Un disco sobrio ma potente
E il prodotto ne risente, in positivo. But Here We Are è un disco sobrio che rinvia all’esordio omonimo della band (nel lontano 1995) e qui e lì persino al grunge (ascoltare Nothing at All per credere) che li ha generati. Certo, non più suonato da ventenni fuori di testa, bensì da maturi professionisti con famiglia e anni di successi alle spalle, ancora però con la capacità di emozionarsi e a tratti emozionare. Il richiamo agli amici che non ci sono più è come si può immaginare costante: dalla bella Hearing Voices alla lenta Rest, che chiude il disco. Dave Grohl non è mai stato particolarmente noto per i testi delle canzoni, ma Rest è un’elegia efficace per l’amico morto così precocemente.
But Here We Are, affermano i Foo Fighters, e dimostrano di meritarselo
Dall’iniziale Rescue alla successiva Under You alla già citata Hearing Voices, i tre pezzi che aprono But Here We Are, si comprende che i Foo Fighters per l’occasione hanno deciso di scrollarsi di dosso i difetti degli ultimi dischi, mai pessimi, ma con una certa aria da pilota automatico.
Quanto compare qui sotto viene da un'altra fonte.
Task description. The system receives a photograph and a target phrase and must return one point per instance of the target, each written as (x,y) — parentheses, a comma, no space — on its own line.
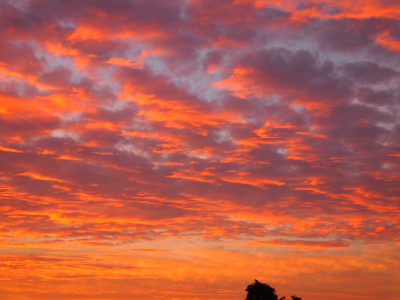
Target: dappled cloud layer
(179,149)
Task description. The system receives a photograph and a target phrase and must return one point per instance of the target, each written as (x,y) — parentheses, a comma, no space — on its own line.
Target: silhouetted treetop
(262,291)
https://youtu.be/8HoKlqa5FCE
Qui tutto è più profondo, si vede l’impegno profuso per far bene e per rendere quel ‘ma siamo ancora qui’ ricco di significato. Sui 48 minuti qualche passaggio a vuoto c’è, così come, ovviamente, c’è una inevitabile aria di già sentito. D’altra parte, chi penserebbe di accostarsi a musicisti rock con carriere pluridecennali alle spalle per ascoltare qualcosa di nuovo o di rivoluzionario? Qui di nuovo ci sono dieci composizioni, molte delle quali di alto livello, e nell’insieme un disco che ci fa ritrovare una band, come talvolta succede, rivivificata dalla tragedia della morte.